Solution: Check the replication status to see if observers are caught up:

kubectl exec kraftcontroller-0 -n confluent -- \
  kafka-metadata-quorum --bootstrap-controller localhost:9074 \
  describe --replication

Check the Lag column for observers:

  • If Lag > 1000, the lag is too high. Investigate replication issues or wait for the lag to decrease before promoting.

  • If Lag < 1000 and is not increasing, replication is healthy. If observers still do not promote, auto-join might not be enabled. Manually promote observers using the add-controller command. For instructions, see Deploy a single-region cluster with dynamic quorum.

Note

CFK does not currently expose a configuration toggle to disable/enable auto-join. CFK attempts to detect the Confluent Platform version from the image to automatically enable auto-join for 8.2 or later. Version detection can fail if you use custom Docker images or images without standard version tags.
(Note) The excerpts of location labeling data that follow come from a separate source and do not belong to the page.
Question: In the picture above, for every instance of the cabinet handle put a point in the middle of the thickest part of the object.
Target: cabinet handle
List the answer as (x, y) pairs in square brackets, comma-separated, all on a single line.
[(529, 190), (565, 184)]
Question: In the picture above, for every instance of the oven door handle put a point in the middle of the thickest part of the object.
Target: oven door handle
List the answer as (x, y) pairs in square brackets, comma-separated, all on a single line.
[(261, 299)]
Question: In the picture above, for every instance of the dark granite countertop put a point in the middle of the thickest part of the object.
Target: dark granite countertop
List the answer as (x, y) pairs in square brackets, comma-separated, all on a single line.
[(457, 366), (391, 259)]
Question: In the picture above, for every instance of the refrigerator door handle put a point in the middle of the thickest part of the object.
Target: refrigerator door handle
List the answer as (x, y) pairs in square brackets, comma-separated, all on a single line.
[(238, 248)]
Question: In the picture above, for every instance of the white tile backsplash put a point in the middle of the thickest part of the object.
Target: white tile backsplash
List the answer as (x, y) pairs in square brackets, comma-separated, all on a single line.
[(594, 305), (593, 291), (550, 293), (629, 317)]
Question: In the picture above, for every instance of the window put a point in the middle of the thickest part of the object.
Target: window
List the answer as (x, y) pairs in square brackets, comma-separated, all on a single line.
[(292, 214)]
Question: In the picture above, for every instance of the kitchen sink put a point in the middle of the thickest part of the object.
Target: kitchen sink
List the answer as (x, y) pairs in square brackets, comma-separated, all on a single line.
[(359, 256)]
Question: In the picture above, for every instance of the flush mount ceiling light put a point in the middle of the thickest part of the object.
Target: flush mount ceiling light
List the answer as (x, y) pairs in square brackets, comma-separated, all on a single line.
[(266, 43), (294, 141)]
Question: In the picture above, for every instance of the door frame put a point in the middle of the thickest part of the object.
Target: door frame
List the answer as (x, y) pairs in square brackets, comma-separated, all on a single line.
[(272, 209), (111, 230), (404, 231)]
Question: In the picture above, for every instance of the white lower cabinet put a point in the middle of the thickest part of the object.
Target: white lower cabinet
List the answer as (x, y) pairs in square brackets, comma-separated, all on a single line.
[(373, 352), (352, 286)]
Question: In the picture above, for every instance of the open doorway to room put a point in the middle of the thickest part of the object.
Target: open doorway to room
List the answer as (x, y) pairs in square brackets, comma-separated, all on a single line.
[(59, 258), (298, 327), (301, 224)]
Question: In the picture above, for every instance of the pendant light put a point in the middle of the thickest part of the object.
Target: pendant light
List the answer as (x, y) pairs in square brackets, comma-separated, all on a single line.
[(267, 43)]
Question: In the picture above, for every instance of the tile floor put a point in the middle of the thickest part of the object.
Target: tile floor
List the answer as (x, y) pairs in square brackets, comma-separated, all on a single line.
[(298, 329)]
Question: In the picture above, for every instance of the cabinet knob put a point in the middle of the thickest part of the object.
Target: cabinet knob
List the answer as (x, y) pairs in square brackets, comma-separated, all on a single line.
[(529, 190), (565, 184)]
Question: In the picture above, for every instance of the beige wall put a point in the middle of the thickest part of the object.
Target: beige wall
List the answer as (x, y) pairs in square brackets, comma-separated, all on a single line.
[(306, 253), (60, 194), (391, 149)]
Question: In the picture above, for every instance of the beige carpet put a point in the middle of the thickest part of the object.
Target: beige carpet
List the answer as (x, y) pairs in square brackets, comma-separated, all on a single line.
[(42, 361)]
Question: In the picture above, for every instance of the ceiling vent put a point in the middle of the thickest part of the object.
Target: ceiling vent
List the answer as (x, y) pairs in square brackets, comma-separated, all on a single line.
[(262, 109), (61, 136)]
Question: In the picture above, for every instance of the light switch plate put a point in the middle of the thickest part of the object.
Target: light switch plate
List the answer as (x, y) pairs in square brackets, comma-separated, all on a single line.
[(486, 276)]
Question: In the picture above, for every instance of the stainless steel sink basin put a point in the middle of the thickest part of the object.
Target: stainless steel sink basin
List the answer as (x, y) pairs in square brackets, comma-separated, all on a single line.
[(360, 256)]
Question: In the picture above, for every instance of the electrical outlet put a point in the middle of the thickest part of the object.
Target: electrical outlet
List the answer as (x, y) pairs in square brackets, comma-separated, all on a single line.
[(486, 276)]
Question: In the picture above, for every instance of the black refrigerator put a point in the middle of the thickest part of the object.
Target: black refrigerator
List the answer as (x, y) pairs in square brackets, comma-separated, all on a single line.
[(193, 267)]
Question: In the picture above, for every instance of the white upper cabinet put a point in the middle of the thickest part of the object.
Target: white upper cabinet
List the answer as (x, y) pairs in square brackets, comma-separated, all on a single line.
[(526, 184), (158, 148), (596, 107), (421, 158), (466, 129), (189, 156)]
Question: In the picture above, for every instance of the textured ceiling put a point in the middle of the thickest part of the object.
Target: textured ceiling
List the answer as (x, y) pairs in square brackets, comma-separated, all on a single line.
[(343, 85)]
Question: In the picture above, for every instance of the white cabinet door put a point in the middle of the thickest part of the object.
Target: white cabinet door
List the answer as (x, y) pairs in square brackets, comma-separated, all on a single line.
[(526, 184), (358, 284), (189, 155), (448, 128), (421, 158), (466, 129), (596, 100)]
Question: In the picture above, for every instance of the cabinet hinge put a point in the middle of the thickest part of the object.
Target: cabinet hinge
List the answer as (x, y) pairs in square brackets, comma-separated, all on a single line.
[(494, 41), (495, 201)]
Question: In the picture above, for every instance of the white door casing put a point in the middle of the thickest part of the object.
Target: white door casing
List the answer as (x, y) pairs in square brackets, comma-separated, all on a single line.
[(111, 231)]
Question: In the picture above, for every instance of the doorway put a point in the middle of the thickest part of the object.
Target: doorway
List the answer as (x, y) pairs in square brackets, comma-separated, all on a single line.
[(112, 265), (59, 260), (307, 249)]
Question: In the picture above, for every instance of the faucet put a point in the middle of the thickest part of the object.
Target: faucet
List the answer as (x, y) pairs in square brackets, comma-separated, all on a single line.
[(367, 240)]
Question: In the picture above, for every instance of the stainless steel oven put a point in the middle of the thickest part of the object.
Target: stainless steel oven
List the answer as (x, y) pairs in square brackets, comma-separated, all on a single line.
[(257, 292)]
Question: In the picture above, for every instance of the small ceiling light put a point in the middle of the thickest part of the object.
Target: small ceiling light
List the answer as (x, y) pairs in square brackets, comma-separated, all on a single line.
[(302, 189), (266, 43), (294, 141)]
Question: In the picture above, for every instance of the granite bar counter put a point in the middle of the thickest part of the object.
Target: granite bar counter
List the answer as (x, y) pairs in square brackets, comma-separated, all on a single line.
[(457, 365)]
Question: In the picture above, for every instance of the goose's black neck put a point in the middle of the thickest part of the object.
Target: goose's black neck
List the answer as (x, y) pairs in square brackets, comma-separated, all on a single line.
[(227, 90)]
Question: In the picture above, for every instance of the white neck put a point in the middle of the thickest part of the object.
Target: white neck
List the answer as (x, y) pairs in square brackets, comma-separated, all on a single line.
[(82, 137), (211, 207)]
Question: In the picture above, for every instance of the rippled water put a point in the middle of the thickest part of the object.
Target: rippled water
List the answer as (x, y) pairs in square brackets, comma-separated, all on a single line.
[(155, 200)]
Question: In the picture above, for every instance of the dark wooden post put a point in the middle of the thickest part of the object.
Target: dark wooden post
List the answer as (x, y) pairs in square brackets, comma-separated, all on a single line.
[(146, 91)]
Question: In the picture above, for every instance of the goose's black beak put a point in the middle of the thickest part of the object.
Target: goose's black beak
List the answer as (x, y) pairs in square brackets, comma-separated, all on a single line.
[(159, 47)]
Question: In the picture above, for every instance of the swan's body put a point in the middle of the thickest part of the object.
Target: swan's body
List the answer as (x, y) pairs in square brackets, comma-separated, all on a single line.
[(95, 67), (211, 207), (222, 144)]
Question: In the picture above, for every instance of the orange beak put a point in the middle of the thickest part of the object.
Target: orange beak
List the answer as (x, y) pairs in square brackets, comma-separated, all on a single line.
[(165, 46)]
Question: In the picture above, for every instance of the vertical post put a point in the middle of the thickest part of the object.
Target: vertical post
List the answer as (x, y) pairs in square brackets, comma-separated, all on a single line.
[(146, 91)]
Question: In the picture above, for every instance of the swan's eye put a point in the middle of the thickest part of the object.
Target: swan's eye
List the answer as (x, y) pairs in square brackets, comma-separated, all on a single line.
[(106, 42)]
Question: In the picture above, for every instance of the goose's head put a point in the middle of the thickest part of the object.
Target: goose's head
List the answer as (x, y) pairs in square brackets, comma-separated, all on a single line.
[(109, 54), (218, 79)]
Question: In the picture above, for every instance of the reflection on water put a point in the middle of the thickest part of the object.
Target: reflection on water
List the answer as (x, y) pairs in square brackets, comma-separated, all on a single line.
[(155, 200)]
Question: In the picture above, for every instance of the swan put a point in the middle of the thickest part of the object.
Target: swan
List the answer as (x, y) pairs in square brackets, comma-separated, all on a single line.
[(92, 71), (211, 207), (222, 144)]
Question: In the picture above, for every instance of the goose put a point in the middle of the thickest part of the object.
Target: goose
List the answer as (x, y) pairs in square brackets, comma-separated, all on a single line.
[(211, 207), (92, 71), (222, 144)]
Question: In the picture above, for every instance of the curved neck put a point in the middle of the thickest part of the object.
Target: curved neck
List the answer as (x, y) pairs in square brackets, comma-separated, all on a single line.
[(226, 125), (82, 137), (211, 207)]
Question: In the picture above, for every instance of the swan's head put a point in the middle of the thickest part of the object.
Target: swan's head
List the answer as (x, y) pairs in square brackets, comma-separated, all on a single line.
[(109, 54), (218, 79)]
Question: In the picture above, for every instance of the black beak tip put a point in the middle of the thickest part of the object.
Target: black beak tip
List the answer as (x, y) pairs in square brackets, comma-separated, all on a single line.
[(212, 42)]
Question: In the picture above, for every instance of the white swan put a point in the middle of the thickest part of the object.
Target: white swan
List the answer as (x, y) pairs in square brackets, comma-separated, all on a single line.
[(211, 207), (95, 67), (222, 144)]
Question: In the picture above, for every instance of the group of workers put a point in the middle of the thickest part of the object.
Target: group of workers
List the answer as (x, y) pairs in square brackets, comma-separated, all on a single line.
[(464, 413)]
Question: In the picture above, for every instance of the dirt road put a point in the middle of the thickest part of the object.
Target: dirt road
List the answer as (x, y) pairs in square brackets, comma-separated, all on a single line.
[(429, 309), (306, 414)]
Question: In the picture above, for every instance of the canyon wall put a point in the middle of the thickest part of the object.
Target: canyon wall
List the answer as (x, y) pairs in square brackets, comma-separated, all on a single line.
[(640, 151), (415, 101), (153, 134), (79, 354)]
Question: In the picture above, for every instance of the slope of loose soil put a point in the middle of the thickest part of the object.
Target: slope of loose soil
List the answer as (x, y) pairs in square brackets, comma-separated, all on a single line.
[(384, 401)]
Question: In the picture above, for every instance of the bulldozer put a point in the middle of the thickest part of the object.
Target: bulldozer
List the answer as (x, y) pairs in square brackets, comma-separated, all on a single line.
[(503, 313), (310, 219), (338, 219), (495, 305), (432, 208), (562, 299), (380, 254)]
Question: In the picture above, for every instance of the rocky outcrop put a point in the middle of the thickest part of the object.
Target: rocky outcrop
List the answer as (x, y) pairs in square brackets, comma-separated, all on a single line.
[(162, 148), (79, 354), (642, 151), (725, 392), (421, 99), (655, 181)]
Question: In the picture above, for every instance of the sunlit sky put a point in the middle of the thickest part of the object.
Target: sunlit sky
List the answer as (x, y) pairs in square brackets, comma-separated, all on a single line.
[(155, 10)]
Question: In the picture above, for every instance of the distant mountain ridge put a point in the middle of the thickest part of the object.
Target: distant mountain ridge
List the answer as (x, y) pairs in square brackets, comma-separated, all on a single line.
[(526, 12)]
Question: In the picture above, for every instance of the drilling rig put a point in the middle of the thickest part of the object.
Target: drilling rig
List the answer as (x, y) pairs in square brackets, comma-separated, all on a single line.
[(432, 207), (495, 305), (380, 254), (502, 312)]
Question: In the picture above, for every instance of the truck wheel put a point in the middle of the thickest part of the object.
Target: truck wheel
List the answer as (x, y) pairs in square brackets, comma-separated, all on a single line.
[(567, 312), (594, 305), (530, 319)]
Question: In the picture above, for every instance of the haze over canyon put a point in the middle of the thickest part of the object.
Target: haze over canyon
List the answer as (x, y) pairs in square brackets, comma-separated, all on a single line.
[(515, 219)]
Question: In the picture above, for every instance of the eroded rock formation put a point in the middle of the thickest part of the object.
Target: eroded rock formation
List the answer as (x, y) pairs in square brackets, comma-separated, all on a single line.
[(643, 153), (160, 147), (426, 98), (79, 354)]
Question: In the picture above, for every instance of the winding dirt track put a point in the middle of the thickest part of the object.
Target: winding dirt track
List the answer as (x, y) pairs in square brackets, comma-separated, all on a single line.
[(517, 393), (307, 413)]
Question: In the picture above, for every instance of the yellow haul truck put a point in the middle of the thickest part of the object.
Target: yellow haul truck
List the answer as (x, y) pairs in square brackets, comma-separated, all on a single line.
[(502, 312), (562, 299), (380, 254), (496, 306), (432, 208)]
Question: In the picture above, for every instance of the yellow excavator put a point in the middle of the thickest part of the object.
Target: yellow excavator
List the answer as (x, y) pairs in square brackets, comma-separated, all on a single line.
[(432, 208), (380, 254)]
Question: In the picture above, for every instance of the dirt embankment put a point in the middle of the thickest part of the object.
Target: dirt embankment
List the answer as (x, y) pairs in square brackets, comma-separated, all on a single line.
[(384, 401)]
Issue: Observer promotion fails during migration

Symptom: The add-controller command fails with an error message about version compatibility or feature flags.

Cause: The inter-broker protocol (IBP) version is less than 3.9. Dynamic quorum (kraft.version=1) requires a minimum IBP version of 3.9 or later.

Solution: Verify the IBP version is set correctly by checking the properties file:

kubectl exec kraftcontroller-0 -n confluent -- \
  grep 'inter.broker.protocol.version' /opt/confluentinc/etc/kafka/kafka.properties

Expected output (3.9 or later):

inter.broker.protocol.version=3.9

If the IBP version is missing or less than 3.9, add or update the annotation:

kubectl annotate kafka kafka \
  platform.confluent.io/kraft-migration-ibp-version=3.9 \
  --overwrite \
  -n confluent

After updating the annotation, restart the migration or retry observer promotion.

Issue: LoadBalancer configuration

Symptom: Controllers cannot connect to each other when advertisedListenersEnabled: true is set with a LoadBalancer within a single cluster or namespace.

Cause: The networking layer works correctly, but KRaft internal logic fails when using advertised external addresses for same-cluster communication. For details, see ControllerRegistrationManager registration issue.

Workaround:

  • Set advertisedListenersEnabled: false on KRaft controllers for single-region deployments.